JACKSONVILLE, Fla. – The disturbing scene unfolding at the Duval County morgue may improve soon.
If the Jacksonville City Council approves a new bill, the critical work that the medical examiner’s office does daily may soon get back on track.
After a series of reports from the News4Jax I-TEAM, the mayor’s office announced plans to file a bill, which would get the medical examiner more money and more space, on Thursday.
The City Council must now vote to approve the funding. If it does, the medical examiner would get critical new workspace for staffers and a cooler able to hold an additional 40 bodies.
The News4JAX I-TEAM in November was the first to report that overcrowding had reached critical mass, after obtaining internal emails detailing a troubling scene: Bodies were being stacked, one body was placed on the floor and there were no more trays to perform simple autopsies.
News4Jax also reported in April that the morgue was cramped while covering an influx of deaths to the opioid crisis.
During a finance committee meeting on Thursday, Chief Medical Examiner Dr. Valerie Rao explained the problem has not improved.
"We are still doing cases from 2017, and we are on the 4th of January, so we have had to hold those cases because we have no trays," Rao said. "This is a problem, not with opioids. The population of Duval (County) has just skyrocketed and we have got to accept that."
The I-TEAM also learned that the new bill drafted by the city would provide $206,000 to help the medical examiner's office. Of that funding, $26,325 would be used for a mobile office, $86,880 for an outdoor walk-in morgue cooler and $87,775.12 for morgue equipment, as well as other associated costs.
READ: Legislation to provide funding for immediate needs of medical examiner's office
Chief Administrative Officer Sam Mousa, with the mayor’s office, told the finance committee that the administration also wants to research building a new office.

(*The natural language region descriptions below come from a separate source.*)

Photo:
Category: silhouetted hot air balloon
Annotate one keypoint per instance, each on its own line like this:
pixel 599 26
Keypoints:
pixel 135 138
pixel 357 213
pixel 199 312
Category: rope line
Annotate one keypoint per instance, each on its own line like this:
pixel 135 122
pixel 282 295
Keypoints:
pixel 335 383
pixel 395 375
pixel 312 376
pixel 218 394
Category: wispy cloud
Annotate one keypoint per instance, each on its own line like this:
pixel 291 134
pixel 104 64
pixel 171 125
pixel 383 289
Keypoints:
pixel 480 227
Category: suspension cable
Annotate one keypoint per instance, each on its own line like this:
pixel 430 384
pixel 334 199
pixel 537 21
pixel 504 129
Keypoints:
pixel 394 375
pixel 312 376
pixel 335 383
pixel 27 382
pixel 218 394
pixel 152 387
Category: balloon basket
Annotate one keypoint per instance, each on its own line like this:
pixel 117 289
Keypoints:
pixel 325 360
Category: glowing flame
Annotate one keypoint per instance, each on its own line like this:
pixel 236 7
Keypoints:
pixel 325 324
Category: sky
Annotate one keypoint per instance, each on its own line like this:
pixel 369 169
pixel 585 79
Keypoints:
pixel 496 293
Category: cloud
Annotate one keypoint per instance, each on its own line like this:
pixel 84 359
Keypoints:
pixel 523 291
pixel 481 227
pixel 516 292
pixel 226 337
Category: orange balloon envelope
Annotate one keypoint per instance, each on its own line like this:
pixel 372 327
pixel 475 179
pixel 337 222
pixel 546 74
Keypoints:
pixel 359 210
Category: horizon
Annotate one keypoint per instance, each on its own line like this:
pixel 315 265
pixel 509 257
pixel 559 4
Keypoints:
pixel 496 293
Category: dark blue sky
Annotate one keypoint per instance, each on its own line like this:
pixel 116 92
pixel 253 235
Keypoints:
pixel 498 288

"We are going to take action in the next couple of years in developing a new facility," Mousa said.
City Councilman Danny Becton, who represents District 11, said he's not convinced there is a long-term problem, and wants more data.
"We have gotten a lot of emails that we should’ve saw this coming and that we should’ve been clairvoyant anticipating this," Becton said. "Ever since that finance committee meeting in December, I have gotten a spreadsheet from (the medical examiner). But, once again ... It's nothing that I can see that you can draw a conclusion of what their needs are."
Other council members said the capacity problem has been going on for years.
"I think, long before the opioid crisis became an issue, it was obvious to me that facility was tired," said City Councilman Bill Gulliford, who represents District 13. "The layout was bad. The location probably could be improved."
Rao said, despite any political disagreements on what her office needs, she is grateful for the administration's support to help the community.
"We are the last responders, but we are very important. Every decedent there has a family that loves them, so we have to put ourselves in the situation that, maybe, we will in one day be in that position, so how would we feel if our loved one was not being cared for in a timely fashion?" Rao said.
The administration is asking the City Council to pass the bill immediately, once its introduced, to get the cooler and mobile unit to the medical examiner’s office as soon as possible.